6 thoughts on “SAP HANA versus Microsoft Business Intelligence and xVelocity, take two…

  1. I agree that just like many products out there, SAP HANA is marketed as the best thing since sliced bread and that a lot of claims from SAP are easily proven false, like you just did.

    However, one thing that I will dispute is that xVelocity is functionally the same as SAP HANA columnar features. xVelocity only works on read-only tables, whereas SAP HANA manages full ACID in real-time. I’m not a MSoft BI guy, so I can’t claim that a real-time data mart is impossible to implement on the MS stack, but xVelocity definitely can’t support that.

    The thing is that “really” real-time data marts are a requirement for a tiny percentage of actual business applications, so SAP HANA really fills a niche, rather than being a product that will sweep away the likes of SQL Server and Oracle… Unless the pricing is dropped dramatically.

    Also, I have other gripes about SAP HANA. Their programming environment is very poor at the moment (e.g. you can’t even create your own SQL function), and their claims that you don’t need to manually create materialized views and indexes speed up development time will easily be outweighed by other development quirks.

    By the way, I’m extremely keen to find some performance benchmarks and real-life experiences of OLTP on SAP HANA. So far I found plenty on OLAP and nothing on OLTP, so I’m still fairly skeptical in terms of all the claims that ERPs will be ported and running on HANA hunky dory.

  2. Re: HANA allows to “create applications that run business logic in the in-memory engine rather than moving huge amounts of data from the DB layer to the App layer, which is also unique”

    Actually what SAP means is that you can run stored procedures in HANA. They seem to think this is new, and have developed their own procedural SQL standard (called SQL Script) rather than the ANSI one.

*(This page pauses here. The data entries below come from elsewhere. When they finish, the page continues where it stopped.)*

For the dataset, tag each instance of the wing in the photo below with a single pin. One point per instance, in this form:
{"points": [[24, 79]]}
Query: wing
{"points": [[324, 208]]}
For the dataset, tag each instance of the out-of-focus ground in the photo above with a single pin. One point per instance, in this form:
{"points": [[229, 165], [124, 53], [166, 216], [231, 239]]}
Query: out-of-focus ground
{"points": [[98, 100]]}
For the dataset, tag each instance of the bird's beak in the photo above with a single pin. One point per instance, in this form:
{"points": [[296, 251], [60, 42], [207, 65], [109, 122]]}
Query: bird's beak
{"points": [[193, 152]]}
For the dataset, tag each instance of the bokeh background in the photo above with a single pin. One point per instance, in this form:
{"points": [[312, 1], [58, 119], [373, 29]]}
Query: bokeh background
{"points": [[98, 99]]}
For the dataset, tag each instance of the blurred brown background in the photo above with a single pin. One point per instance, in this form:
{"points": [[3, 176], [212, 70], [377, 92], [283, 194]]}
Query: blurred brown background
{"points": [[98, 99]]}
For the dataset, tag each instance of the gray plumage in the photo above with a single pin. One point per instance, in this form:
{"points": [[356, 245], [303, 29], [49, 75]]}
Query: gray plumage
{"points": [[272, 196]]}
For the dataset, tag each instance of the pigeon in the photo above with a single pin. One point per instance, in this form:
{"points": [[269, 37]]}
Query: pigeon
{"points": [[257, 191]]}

    Where this gets sneaky is that SAP is rewriting Suite to use stored procedures, which is a massive speed gain, but they will only do this for HANA, not Oracle, DB2 or SQL Server. This gives a massive advantage to HANA that outweighs the inherent inefficiencies of column store for OLTP.

  3. I am just working on a project of migration from Microsoft SSAS to HANA Views. And this blogs express exactly what i’m feeling. HANA Views are far from doing what Microsoft SSAS does. Thanks very much, very useful.

    1. This is true if you don’t know how to implement HANA views. HANA views are more close to write a query (without coding) than building elegant SSAS models.
      But at the end if you learn how to build it, you’ll have one powerful model with virtually no limitation and you’ll not need to schedule any fancy background tasks to refresh your data.
      I experienced two DWH implementations both with Terabyte of data, and both with huge investments. But at the end of story on MS stack most all the data updated in hours nightly, and every time you need to fix or enhance the model it’s a pain. HANA is in real-time 24/7, and no issue in processing billion of record in seconds, and changes are much much simpler.